The Ruins of Chicago
- Cover art by H.N. Voss
- Author: Bill Worzel H.N. Voss
- Illustrator: H.N. Voss
- Genre: Post-apocalyptic
- Publisher: Timeline
- Publication date: 1983
- Preceded by: Operation Lucifer
- Followed by: The Starnaman Incident

= The Ruins of Chicago =

1983 Post-apocalyptic tabletop role-playing supplement

The Ruins of Chicago is an adventure published by Timeline in 1983 for the post-apocalyptic role-playing game The Morrow Project.

==Plot summary==
The Ruins of Chicago is an adventure set in Chicago 150 years after World War III. Morrow Recon Team G-12C, cryogenically frozen in a Bolthole just outside Chicago, is awakened by an unknown radio source and ordered to cross the old city and reconnoiter a university to see if its computer center can be used to set up an advanced base.

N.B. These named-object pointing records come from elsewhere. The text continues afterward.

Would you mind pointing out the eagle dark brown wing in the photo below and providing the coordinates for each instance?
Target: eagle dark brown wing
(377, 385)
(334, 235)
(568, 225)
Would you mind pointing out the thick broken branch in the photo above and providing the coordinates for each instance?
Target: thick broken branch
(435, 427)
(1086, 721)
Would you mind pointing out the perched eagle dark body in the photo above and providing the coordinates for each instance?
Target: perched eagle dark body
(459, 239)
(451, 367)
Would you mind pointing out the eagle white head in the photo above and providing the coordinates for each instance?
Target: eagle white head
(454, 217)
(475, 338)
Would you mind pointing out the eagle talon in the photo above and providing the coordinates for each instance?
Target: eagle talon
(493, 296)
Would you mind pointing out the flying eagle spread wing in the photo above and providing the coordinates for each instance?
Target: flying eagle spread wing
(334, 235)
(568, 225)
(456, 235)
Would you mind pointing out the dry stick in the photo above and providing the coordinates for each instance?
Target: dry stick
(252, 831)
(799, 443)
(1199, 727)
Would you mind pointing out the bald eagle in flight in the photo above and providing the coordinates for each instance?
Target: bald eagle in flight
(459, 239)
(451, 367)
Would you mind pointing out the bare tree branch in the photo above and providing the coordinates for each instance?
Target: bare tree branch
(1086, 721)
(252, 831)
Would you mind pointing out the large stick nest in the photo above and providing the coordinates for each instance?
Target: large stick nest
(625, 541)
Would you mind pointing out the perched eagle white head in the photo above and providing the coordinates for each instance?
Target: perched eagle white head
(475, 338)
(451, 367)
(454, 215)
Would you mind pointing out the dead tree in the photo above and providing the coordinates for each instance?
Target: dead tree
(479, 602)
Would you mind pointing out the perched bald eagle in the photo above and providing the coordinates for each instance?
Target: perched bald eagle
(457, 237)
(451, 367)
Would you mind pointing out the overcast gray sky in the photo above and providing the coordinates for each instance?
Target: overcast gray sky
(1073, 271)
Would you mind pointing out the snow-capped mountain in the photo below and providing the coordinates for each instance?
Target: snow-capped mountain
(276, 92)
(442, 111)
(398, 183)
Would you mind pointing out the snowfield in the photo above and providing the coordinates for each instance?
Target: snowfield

Critics noted that the adventure is difficult and deadly.

==Publication history==
Timeline published the post-apocalyptic role-playing game The Morrow Project in 1980, and between 1981 and 2013, published eleven adventures, as well as several supplements. The fourth adventure, The Ruins of Chicago, is a book written by Bill Worzel, with artwork by H.N. Voss. It was published in 1983.

==Reception==
In Issue 34 of Different Worlds, Barron E. Barnett commented "Once again Timeline has composed a role-playing game scenario that will be looked upon by others as a standard of supplemental game documentation. The Ruins of Chicago is one of the best scenarios a project director could possibly invest in for his own enjoyment as well as that of his players."

In Issue 20 of the British game magazine Imagine, Chris Baylis noted "As the first 'city' module, R-004 gives players the chance to learn urban and guerilla warfare, but the emphasis is on the negotiations and interaction with the various city factions. The scenario gives good ground for an experienced team of proven ability, but will be a very hard task for novices."

In Issue 72 of The Space Gamer, William A. Barton warned that the game was not suitable for beginners, commenting "for a team of veteran TMP players, The Ruins of Chicago can prove a most challenging and worthwhile roleplaying experience."

In Issue 46 of Different Worlds, Joseph Benedetto warned "Players have to be fast on their feet if they hope to accomplish this mission! ... It is extremely dangerous, and fully merits the warning on its cover: 'An Extraordinarily Deadly Scenario for the Morrow Project.' Definitely not for beginners!"